San Francisco: As part of its efforts toward building machines that learn like humans do, Facebook has announced a new project designed to automatically learn audio, textual, and visual representations from the data in publicly available videos uploaded to the social networking platform.
“By learning from videos spanning nearly every country and hundreds of languages, this project will not just help us continuously improve our core AI systems for applications like content recommendation and policy enforcement — it will enable entirely new experiences,” Facebook said in a blog post on Friday.
In the last couple of years, Facebook made substantial improvements in self-supervised learning across speech, vision, and language.
These advancements have made AI systems less dependent on labelled data sets — a fundamental bottleneck on the pace of AI innovation — so that AI can start understanding the world through vast amounts of observational data like humans do.
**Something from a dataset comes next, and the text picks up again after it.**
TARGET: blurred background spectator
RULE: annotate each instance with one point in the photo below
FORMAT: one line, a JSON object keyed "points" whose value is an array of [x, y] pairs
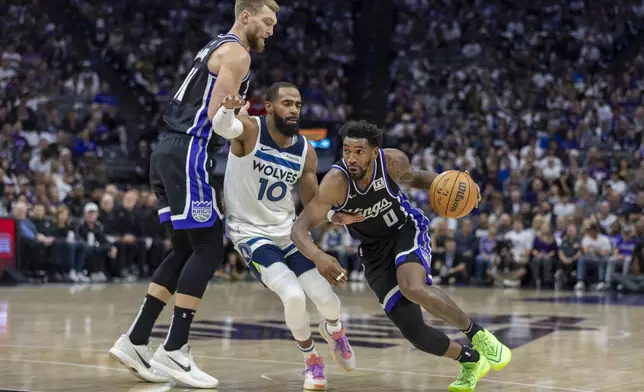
{"points": [[541, 102]]}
While announcing the new project called “Learning from Videos”, Facebook said that building AI that learns from publicly available videos will help it create machines that better analyse uncurated, real-world sights and sounds — not just examples that are part of a much smaller, hand-curated data set.
“Although we’ve just scratched the surface, using semi- and self-supervised learning on the videos uploaded to Facebook has already improved our computer vision and speech recognition systems,” Facebook said.
“Within six months of developing a state-of-the-art, self-supervised framework for video understanding, we’ve built and deployed an AI model in Instagram Reels’ recommendation system,” it added.
Facebook recently announced a new AI model that can learn from any random group of images on the Internet without the need for careful curation and labelling that goes into most computer vision training today.
Called SEER (Self-supERvised), the “self-supervised” computer vision model was fed on a billion random, unlabelled and uncurated public Instagram images.